Premium
Deletion of claudin‐7 disrupts epithelial cell differentiation in mouse intestines
Author(s) -
Xing Tiaosi,
Ding Lei,
Camacho Rolando,
Chen Yanhua
Publication year - 2017
Publication title -
the faseb journal
Language(s) - English
Resource type - Journals
SCImago Journal Rank - 1.709
H-Index - 277
eISSN - 1530-6860
pISSN - 0892-6638
DOI - 10.1096/fasebj.31.1_supplement.1091.1
Subject(s) - claudin , microbiology and biotechnology , tight junction , biology , crypt , enteroendocrine cell , barrier function , goblet cell , intestinal mucosa , paneth cell , microarray analysis techniques , cellular differentiation , progenitor cell , intestinal epithelium , homeostasis , stem cell , epithelium , gene expression , small intestine , medicine , gene , endocrinology , endocrine system , genetics , hormone
The integrity of intestinal mucosa is vital for nutrition absorption and defense against pathogens. Disruption of intestinal epithelial homeostasis leads to a variety of intestinal disorders, such as chronic inflammation, mucosal ulceration, and cancer. Tight junctions are the physical barrier protecting the body from invasion of intestinal lumen pathogens. As one of the tight junction integral membrane proteins, Claudin‐7 plays an essential role in maintaining intestinal structure and mucosal architecture.
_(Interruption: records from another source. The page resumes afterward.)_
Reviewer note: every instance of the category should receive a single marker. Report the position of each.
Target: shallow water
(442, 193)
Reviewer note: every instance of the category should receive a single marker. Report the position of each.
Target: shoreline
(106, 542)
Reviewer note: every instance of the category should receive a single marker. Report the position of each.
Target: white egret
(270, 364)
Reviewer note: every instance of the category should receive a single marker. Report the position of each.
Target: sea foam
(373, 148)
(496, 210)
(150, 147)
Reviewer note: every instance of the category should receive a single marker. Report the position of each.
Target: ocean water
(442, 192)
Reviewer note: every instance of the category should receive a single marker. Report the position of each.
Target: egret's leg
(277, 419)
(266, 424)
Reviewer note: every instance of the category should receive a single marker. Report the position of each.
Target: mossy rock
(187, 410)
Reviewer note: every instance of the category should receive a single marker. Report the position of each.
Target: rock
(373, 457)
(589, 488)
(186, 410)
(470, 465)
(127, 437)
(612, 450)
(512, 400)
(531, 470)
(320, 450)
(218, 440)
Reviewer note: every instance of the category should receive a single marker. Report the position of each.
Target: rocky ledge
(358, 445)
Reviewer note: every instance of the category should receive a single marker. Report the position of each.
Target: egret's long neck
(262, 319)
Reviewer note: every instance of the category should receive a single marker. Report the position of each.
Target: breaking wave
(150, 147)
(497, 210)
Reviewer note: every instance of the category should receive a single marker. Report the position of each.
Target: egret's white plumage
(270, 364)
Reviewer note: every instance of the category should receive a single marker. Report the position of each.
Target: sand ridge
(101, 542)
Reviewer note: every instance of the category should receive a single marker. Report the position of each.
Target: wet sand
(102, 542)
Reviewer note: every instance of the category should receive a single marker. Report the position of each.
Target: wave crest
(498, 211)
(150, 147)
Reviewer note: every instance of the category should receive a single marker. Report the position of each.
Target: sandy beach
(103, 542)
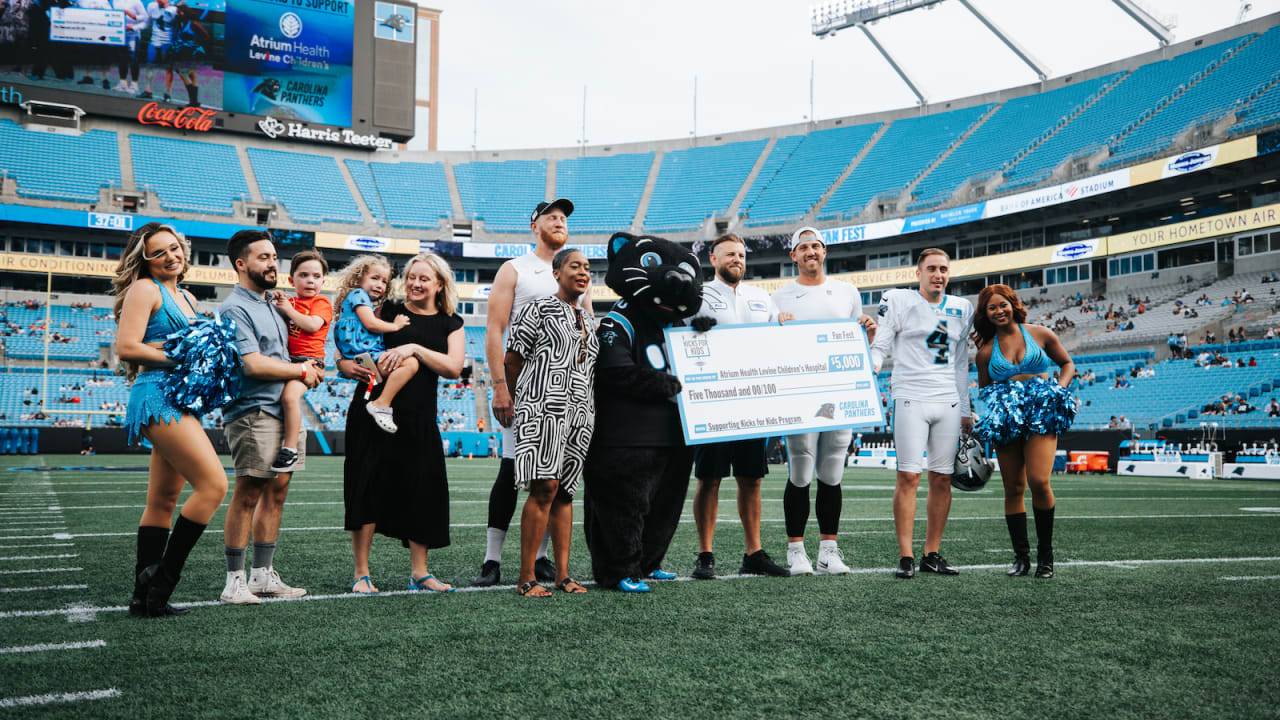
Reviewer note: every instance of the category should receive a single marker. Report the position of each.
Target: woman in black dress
(394, 484)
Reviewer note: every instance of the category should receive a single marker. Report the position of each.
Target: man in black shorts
(731, 302)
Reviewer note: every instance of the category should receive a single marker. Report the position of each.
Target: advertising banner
(289, 59)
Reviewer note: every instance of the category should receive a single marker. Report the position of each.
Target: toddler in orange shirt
(310, 315)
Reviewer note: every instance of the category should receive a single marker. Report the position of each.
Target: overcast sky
(529, 62)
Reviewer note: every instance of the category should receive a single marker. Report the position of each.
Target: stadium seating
(805, 174)
(324, 196)
(1202, 103)
(368, 188)
(1262, 110)
(606, 191)
(698, 183)
(412, 195)
(906, 149)
(1009, 130)
(502, 194)
(59, 167)
(1132, 98)
(188, 176)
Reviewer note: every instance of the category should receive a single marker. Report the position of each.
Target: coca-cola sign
(179, 118)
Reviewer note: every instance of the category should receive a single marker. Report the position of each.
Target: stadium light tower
(832, 16)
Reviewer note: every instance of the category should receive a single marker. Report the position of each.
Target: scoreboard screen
(196, 63)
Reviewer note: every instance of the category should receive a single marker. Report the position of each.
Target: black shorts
(737, 459)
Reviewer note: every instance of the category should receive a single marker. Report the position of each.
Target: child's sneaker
(284, 460)
(383, 417)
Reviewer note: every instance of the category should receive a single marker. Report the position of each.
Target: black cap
(563, 204)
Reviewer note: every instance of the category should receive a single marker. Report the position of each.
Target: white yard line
(46, 588)
(53, 646)
(1125, 564)
(60, 697)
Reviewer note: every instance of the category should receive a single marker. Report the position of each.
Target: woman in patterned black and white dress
(551, 369)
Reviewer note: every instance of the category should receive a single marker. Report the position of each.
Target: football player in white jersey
(731, 302)
(517, 283)
(814, 296)
(927, 331)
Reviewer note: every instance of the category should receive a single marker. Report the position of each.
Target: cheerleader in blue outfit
(1025, 413)
(149, 306)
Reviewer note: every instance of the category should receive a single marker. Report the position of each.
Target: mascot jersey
(632, 338)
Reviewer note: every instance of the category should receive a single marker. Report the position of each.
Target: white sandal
(383, 417)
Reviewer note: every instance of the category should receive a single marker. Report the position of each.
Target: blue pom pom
(1005, 420)
(206, 374)
(1050, 408)
(1015, 409)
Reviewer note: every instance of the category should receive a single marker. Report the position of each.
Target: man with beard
(517, 283)
(814, 296)
(254, 422)
(730, 302)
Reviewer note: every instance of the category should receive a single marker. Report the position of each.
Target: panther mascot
(636, 470)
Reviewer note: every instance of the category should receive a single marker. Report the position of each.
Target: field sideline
(1164, 605)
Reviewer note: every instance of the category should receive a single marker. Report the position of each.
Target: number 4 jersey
(929, 345)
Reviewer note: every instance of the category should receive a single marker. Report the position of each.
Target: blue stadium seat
(310, 186)
(502, 194)
(59, 167)
(698, 183)
(188, 176)
(606, 191)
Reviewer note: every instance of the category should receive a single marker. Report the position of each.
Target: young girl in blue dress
(361, 288)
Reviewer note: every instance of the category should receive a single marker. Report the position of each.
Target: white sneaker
(237, 591)
(799, 563)
(831, 561)
(266, 582)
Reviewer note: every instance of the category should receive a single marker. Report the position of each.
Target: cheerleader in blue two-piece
(1025, 411)
(149, 309)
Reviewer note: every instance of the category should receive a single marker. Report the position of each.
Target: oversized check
(768, 379)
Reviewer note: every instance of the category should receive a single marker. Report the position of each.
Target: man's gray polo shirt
(259, 328)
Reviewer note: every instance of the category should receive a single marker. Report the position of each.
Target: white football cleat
(799, 563)
(237, 591)
(266, 582)
(831, 561)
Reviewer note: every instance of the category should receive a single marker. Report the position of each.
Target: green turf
(1102, 639)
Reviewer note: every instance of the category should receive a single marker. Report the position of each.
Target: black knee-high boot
(1016, 524)
(151, 541)
(163, 577)
(1043, 542)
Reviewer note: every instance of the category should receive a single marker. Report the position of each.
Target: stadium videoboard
(204, 64)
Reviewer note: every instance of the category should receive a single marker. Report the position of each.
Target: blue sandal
(368, 584)
(420, 584)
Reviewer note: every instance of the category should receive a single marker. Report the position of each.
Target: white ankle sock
(493, 545)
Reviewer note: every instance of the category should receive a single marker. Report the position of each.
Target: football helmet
(973, 468)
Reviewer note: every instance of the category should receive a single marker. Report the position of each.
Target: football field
(1165, 605)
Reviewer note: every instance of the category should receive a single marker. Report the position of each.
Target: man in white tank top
(519, 282)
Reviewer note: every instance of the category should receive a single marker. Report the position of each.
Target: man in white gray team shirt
(517, 283)
(814, 296)
(730, 301)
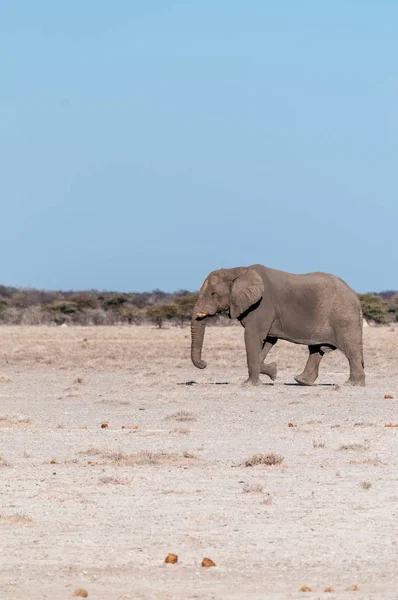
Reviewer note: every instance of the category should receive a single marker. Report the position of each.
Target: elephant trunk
(197, 335)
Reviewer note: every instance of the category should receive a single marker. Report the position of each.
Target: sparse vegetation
(270, 459)
(366, 485)
(318, 443)
(253, 488)
(182, 415)
(354, 447)
(36, 307)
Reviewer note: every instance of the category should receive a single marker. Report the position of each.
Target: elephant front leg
(311, 371)
(269, 369)
(253, 344)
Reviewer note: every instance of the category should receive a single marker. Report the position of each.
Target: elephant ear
(247, 289)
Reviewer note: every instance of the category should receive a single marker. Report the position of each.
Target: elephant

To dissect the function of claudin‐7 in intestinal epithelial homeostasis, we used the global (gCldn7−/−) and intestinal‐specific (cCldn7−/−) claudin‐7 knockout mice generated recently as our model systems. Through genome‐wide gene‐expression microarray analysis, immunofluoresent light microscopy, immunohistochemistry, as well as Western blotting analysis, we found that epithelial cell differentiation was greatly altered in claudin‐7‐deficient intestines. For example, enterocytes were dramatically reduced in postnatal day 4 gCldn7−/− and 2–4 months old cCldn7−/− mouse intestines. Goblet cells, Paneth cells, enteroendocrine cells and tuft cells were all significantly decreased in cCldn7−/− mouse small intestines. More importantly, the epithelial cell proliferation in claudin‐7‐deficient intestines was no longer limited to the crypt region and low part of villi where epithelial stem cells and fate‐committed progenitor cells are located. We identified a list of gene expression changes related to cell proliferation and differentiation by microarray analysis between the wild type and claudin‐7‐deficient intestines. These findings suggest that claudin‐7 may have a novel, unidentified function regulating epithelial cell renewal in intestines and play a critical role in maintaining the balance of intestinal epithelial cell proliferation and differentiation. Support or Funding Information This study is supported by National Institute of Health grant DK103166.